WSJ: Brunch as a Religious Experience Is Disturbing Berkeley’s Karma

The Wall Street Journal, February 10 2009:

But last spring, some of the temple’s neighbors decided they’d had their fill. They asked the city’s zoning board to shut down what they call a “commercial enterprise” operating in a residential zone. At a public hearing, a dozen neighborhood opponents sounded off: Some said they couldn’t stand the “offensive odors” of Thai food being prepared; others objected to litter, traffic and clanging pots early in the morning. One compared the temple to a McDonald’s.

At a hearing in September, neighbor Carolyn Shoulders complained: “If anybody whose neighbor on the other side of their backyard fence had a thousand people over every weekend, they would really get tired of it.”

In a recent interview, she said she has lived on the street behind the temple for 10 years. “They don’t have to, in essence, run a restaurant in our backyard,” she said. “You want to relax on the weekend.”

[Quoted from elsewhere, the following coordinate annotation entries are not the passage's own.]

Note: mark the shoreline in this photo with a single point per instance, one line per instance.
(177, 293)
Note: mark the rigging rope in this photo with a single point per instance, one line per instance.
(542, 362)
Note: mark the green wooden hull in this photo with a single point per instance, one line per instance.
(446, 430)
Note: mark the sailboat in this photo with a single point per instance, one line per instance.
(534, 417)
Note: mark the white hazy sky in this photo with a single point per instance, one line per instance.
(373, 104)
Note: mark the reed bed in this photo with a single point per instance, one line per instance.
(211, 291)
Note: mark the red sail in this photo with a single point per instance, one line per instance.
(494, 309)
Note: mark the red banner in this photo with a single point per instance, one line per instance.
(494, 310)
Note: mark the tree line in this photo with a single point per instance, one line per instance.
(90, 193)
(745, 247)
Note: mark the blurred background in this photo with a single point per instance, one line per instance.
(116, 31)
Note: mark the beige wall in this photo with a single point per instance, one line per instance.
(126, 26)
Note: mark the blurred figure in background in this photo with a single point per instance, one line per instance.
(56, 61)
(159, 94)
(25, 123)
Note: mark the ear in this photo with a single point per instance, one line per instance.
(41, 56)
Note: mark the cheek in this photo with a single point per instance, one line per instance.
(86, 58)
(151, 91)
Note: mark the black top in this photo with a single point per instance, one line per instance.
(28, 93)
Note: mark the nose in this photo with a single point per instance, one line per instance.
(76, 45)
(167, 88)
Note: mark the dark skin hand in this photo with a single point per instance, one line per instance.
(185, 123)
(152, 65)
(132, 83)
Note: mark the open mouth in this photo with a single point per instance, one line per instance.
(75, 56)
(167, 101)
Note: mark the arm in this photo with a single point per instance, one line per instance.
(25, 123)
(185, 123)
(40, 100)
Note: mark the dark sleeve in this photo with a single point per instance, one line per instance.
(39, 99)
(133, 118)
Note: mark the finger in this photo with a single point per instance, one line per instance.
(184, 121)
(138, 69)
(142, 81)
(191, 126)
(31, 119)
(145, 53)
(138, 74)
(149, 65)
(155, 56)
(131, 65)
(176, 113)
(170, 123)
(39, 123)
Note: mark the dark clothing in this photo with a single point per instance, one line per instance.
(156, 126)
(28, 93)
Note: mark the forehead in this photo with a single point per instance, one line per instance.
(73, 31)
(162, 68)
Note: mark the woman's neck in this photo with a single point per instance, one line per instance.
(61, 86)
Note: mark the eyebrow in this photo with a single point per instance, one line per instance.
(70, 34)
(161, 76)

Berkeley, a city where a group of protesters recently lived in trees for nearly two years, now is weighing whether zoning laws ought to be sensitive to karma.

The weekly brunch at a Buddhist monastary in Berkeley, Calif., has grown wildly popular for the bargain it offers. But not everyone is pleased with the crowds it is drawing. WSJ’s Geoffery Fowler reports.

Abbot Tahn Manas, who has lived at the temple for 22 years, says the event is critical to the Buddhist religious practice of “earning merit.” Monks are forbidden by their religion from earning money or accumulating earthly goods on their own. Providing for monks and temples is the religious duty of Buddhists of the Theravada school; it helps them build goodwill for later in life or for the next life. In Thailand, they earn merit by giving money to monks in the street. Berkeley Buddhists earn merit by volunteering at brunch, thereby serving the temple.